The Bleached-Sea in Tanzania

 

The Bleached-Sea in Tanzania

They hadn’t told us much about the place, just that it was a safe haven. I suppose that made things worse, because it moved my expectations even further away from the truth.

I have always been a “rainer-complainer”. Grotty weather irritates me. Despite the lack of rain, I had already spent a lot of my time in Tanzania complaining about the weather; about the stifling heat from the relentless African sun, the thick, oppressive, muggy air of dry-season, and the oily film of sweat and sun-cream I was constantly coated in. Complaining about the freak, torrential showers under which we would suddenly become drenched, but somehow not refreshed. Just even more clammy and humid than before.

It was cold that day, and the sky scowled down at us as we stepped off the dala dala. Strange as it sounds, something did hang in the air. Something unpleasant.

I remember us actually chatting as we approached the gate, perhaps at that point unaware of the sky, or the air. As the gates opened for us, a bell rang, and it was then that the waves came.
From three separate entry points along the grubby, crumbling building, they spilled out and headed straight towards us. Every last one of them. We were pulling them, like the moon guides the tide. Time seemed to jar, or perhaps my mind had simply developed some momentary power to stall it, and the bleached-sea was gliding towards us, closing in.

As the waves crept closer, some transformative threshold must have been crossed, for in a moment the bleach-sea had begun to separate into individual droplets, and the droplets then transformed into people. Horrifyingly strange people. They all wore the most bizarre combinations of tatty, ill-fitting clothing, and the closer they came the more the details began to appear. Their faces were a sore combination of stark white and red-raw; sun-marked, drying and painfully scabbed over. They were partially concealed under the peaks of various large, grubby sunhats.

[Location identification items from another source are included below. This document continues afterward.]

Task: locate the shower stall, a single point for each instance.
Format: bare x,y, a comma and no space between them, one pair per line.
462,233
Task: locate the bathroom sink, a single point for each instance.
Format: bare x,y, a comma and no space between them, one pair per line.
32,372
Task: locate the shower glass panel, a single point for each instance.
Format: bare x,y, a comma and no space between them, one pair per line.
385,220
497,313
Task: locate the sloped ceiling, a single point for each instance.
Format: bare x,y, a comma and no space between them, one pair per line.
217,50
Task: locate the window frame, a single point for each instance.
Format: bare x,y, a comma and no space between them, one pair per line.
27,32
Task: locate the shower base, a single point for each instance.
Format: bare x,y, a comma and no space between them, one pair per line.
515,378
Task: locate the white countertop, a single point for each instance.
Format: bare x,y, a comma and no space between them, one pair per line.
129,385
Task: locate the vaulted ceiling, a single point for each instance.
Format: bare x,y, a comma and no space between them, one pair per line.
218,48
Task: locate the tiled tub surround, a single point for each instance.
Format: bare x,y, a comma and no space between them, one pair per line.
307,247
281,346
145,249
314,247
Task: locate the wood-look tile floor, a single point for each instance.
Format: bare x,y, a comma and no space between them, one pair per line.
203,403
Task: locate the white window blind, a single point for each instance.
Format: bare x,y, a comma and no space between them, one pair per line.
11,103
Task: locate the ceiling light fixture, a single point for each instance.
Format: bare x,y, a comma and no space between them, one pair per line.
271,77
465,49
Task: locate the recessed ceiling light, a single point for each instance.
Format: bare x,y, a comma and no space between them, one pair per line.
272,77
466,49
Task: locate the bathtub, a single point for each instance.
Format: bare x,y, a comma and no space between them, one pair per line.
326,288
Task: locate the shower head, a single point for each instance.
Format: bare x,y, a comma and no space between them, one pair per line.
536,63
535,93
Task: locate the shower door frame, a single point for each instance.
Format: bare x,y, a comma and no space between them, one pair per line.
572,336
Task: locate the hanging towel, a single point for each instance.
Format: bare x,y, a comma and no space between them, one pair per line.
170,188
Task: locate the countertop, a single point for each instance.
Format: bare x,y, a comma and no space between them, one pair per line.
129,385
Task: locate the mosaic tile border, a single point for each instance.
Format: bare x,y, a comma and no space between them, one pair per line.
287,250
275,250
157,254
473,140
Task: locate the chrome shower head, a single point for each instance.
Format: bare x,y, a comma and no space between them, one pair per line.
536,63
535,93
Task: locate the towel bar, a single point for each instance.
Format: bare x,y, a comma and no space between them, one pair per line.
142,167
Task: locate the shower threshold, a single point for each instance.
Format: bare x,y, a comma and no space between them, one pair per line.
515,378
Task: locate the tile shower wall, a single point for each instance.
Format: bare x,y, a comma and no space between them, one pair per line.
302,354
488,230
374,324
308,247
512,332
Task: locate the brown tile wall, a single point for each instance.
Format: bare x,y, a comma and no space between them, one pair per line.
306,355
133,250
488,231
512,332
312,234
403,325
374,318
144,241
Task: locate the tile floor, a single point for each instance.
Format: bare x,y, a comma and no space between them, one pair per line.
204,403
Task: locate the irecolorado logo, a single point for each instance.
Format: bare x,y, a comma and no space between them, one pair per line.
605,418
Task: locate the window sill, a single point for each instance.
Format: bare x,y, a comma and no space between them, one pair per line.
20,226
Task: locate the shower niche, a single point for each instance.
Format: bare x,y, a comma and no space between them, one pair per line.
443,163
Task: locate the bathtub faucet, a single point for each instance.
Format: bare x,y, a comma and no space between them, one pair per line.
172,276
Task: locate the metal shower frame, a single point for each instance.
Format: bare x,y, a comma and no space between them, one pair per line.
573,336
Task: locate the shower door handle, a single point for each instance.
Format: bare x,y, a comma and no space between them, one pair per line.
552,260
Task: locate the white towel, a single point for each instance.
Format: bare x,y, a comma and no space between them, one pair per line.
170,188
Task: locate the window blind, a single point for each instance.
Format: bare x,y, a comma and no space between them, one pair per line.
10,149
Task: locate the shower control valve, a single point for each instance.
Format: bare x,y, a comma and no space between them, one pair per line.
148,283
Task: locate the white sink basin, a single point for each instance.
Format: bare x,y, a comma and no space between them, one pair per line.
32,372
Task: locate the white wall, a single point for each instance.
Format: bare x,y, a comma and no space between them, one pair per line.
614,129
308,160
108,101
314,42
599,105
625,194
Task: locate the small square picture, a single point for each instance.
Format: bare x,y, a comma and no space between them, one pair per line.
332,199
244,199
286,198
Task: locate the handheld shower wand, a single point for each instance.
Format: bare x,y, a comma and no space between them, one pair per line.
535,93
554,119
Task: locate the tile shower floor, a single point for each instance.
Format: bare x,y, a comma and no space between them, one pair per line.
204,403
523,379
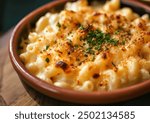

The orphans drifted towards us in ominous silence, but before I had acclimatised to the sight before me, they had reached us, and one of them rushed at me, his arms outstretched. The single strangest feeling I have ever had was that split-second of repulsion in which I recoiled, horrified, before looking into the little Tanzanian boy’s milky-blue eyes and realising that this was just a child. More than that. They were orphans.

Albinism is far more widespread in Africa than anywhere else in the world, one study putting the Tanzanian ratio at one in 4,000 people – a reality to which I had been completely ignorant. Believed by many tribes to bring luck and prosperity, albinos are hunted and murdered across the country. Their legs, genitals, eyes, hair, and even skin, are highly coveted. This orphanage, we believed, would be a relative safe haven for these young, parentless children to live out their inevitably short lives. Albinos, we were told, rarely live past the age of 30. Cancer is their greatest killer.

After being found or finding themselves this protective sanctuary, the albinos stay here for the remainder of their days, removed from the dangerous threats of the outside world but also, sadly, from life itself. And though a safe haven, perhaps, this place was the furthest thing from a haven imaginable. The orphans sleep three to a single bunk, the mattresses are a thin, rotting sponge and there is no bedding to speak of. The floors of the buildings are cold, wet and grimy and the food looked revolting. The entire place is infected with a sweet, putrid smell which hangs in the air and catches at the back of the throat.

From that day on, far from being the “rainer-complainer”, every time it rained in Shinyanga all I could think of was what the orphans would be doing at that moment in time; their feet wet and blue with cold, their tiny, shivering bodies underdressed and crammed onto a bare single mattress.

As we passed back out of the same gates through which we had entered, the insane juxtaposition of the life awaiting me, and the one they had to live out, confined to this side of the gate, was almost impossible to comprehend. I did go back and visit again, but I didn’t stay. I have been moving about the world, meeting people, interacting, experiencing life ever since. The orphans I met will all still be there now, in that miniscule “safe haven” of living hell. That is, those that are still living.

Nothing could push someone more towards seizing, exploring, and confronting things head-on, because they can’t, and they won’t. But I can, so I will.